Across COCO, Flickr30K, Urban1K, and RCLIP-Bench, ReasonCLIP achieves strong gains in both descriptive retrieval and reasoning-oriented retrieval benchmarks, outperforming both scaled-data approaches (e.g., MetaCLIP, DataComp, EVA-CLIP) and compositional fine-tuning methods, despite using a comparatively modest corpus. ReasonCLIP and ReasonSigLIP deliver robust improvements regardless of backbone, scale, or architecture.

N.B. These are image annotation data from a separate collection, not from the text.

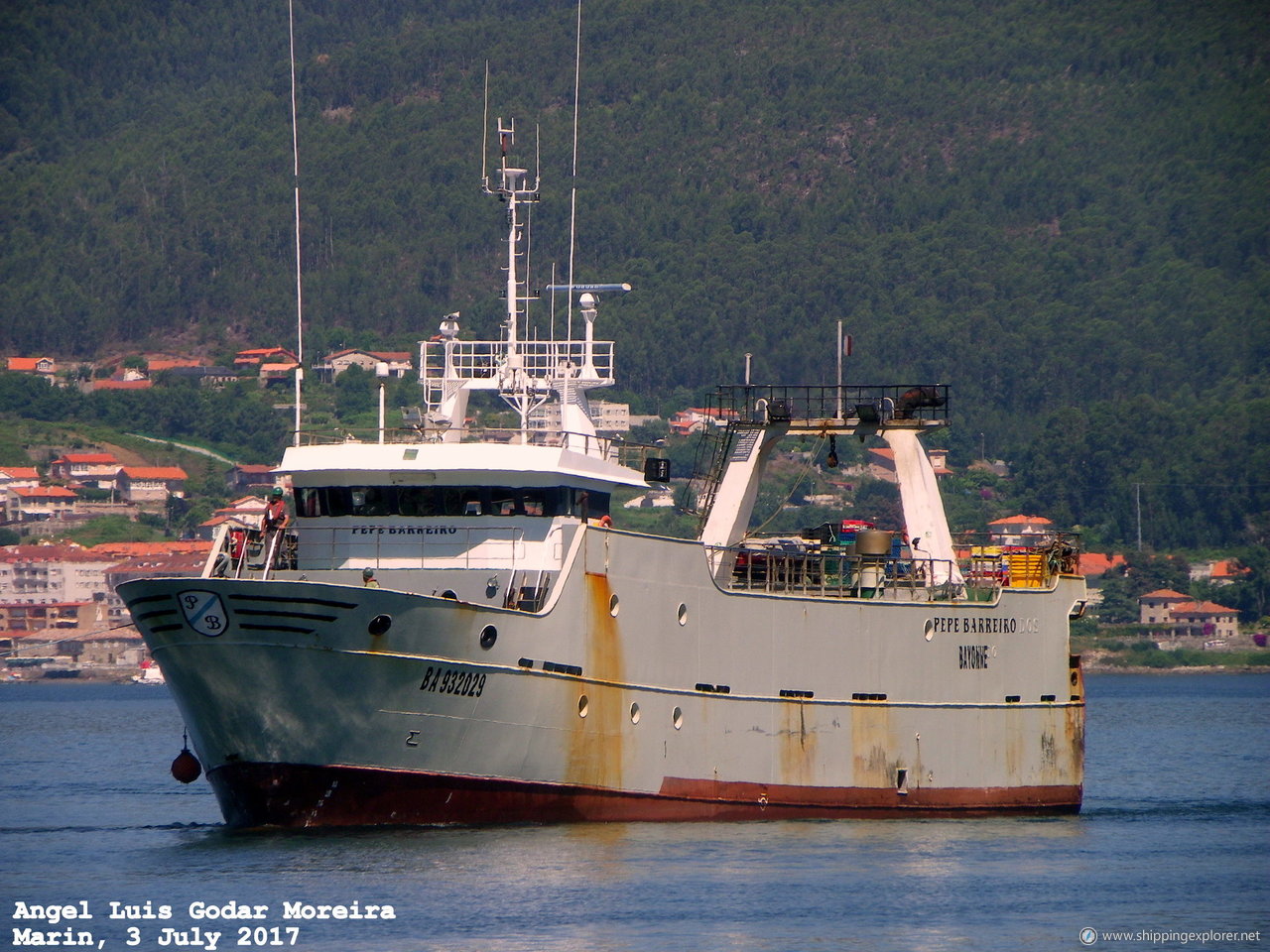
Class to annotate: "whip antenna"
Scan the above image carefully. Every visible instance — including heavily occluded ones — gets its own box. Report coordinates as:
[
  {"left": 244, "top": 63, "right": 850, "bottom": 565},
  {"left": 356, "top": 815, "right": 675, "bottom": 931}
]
[
  {"left": 566, "top": 0, "right": 581, "bottom": 340},
  {"left": 287, "top": 0, "right": 305, "bottom": 447}
]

Summary of Key Numerical Findings

  • Zero-shot text-image retrieval: ReasonCLIP-L/14-336 achieves +7 absolute improvement in R@1 (Imageโ†’Text) on COCO-5K relative to the vanilla backbone.
  • RCLIP-Bench hierarchical reasoning: ReasonCLIP achieves stable improvements across all three V1/V2/V3 tiers, indicating enhanced evidence-awareness and visual logical inference beyond standard vision-language association metrics.

Compositional Reasoning

Evaluated on WhatsUp, VALSE, CREPE, SugarCREPE, and SugarCREPE++, ReasonCLIP consistently surpasses base models by average margins of +5 to +7 points across categories, demonstrating stable enhancement of structured compositional reasoning. When combined with state-of-the-art compositional finetuning (READ-CLIP), ReasonCLIP provides further additive gains.

MLLM Integration

Substitution of the original CLIP visual encoder in LLaVA-NeXT with ReasonCLIP yields reproducible improvements (e.g., +1.8 points in OKVQA, +3.6 in MMStar) on commonsense-driven benchmarks, without loss on standard non-reasoning tasks (e.g., AI2D, ScienceQA), confirming that reasoning-aware visual representations propagate benefits to downstream multimodal models.

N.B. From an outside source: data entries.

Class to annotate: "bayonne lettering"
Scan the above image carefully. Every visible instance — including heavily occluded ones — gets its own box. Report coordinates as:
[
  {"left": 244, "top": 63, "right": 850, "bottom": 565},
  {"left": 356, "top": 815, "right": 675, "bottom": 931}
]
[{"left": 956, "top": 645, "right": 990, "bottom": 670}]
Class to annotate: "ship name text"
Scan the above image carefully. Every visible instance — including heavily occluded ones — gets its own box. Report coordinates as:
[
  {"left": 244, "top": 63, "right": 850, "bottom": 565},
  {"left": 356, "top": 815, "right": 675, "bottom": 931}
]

Ablation and Training Strategy

Ablation studies show that the progressive two-stage alignment strategy is essential: excessive bias toward reasoning supervision (Rea.-heavy) disrupts semantic alignment; insufficient reasoning integration (Des.-heavy) yields suboptimal reasoning capacity; exponential scheduling is less stable. Category supervision and dynamic weights are necessary for optimal tradeoff between retrieval and reasoning.

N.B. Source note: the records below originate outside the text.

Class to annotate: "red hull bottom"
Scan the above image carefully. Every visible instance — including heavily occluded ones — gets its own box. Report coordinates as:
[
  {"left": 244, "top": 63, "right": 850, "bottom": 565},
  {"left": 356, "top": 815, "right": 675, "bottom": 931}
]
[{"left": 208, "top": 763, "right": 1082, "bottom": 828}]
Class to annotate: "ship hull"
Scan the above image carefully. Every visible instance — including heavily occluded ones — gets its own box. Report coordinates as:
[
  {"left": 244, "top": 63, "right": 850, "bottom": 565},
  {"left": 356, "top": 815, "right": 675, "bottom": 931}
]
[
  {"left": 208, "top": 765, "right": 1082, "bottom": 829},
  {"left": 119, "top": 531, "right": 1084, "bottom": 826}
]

Limitations and Theoretical Implications

ReasonCLIP-58M is trained at a moderate scale, serving as a proof-of-concept for reasoning-oriented continual pretraining. While exhaustive coverage of all vision-language downstream tasks is infeasible within this framework, enabling reasoning supervision at scale demonstrates extensibility and generalizability. This approach systematically extends the representational capacity of CLIP-style models beyond descriptive alignment and opens pathways toward unified visual reasoning within large multimodal paradigms.

Future Directions in AI

Given the efficacy of reasoning-enhanced supervision, anticipated future developments include:

  • Scaling ReasonCLIP to industrial-scale corpora for further benchmark dominance;
  • Integration into generalized MLLM frameworks as reasoning-aware vision towers to maximize downstream performance on evidence-aware and compositional benchmarks;
  • Automated discovery of novel reasoning categories and cross-modal logical patterns leveraging large LLM-based annotation engines;
  • Investigation of the interactions between reasoning supervision and dense vision-language tasks (e.g., object detection, segmentation).

Conclusion

ReasonCLIP-58M establishes that CLIP-style visual encoders can be systematically augmented with visually grounded commonsense and compositional reasoning through non-intrusive, structured continual pretraining. The improvements are consistent across retrieval, hierarchical reasoning, and compositional benchmarks, and propagate into multimodal LLMs. This approach provides a principled, scalable methodology for advancing reasoning-aware vision-language foundation models.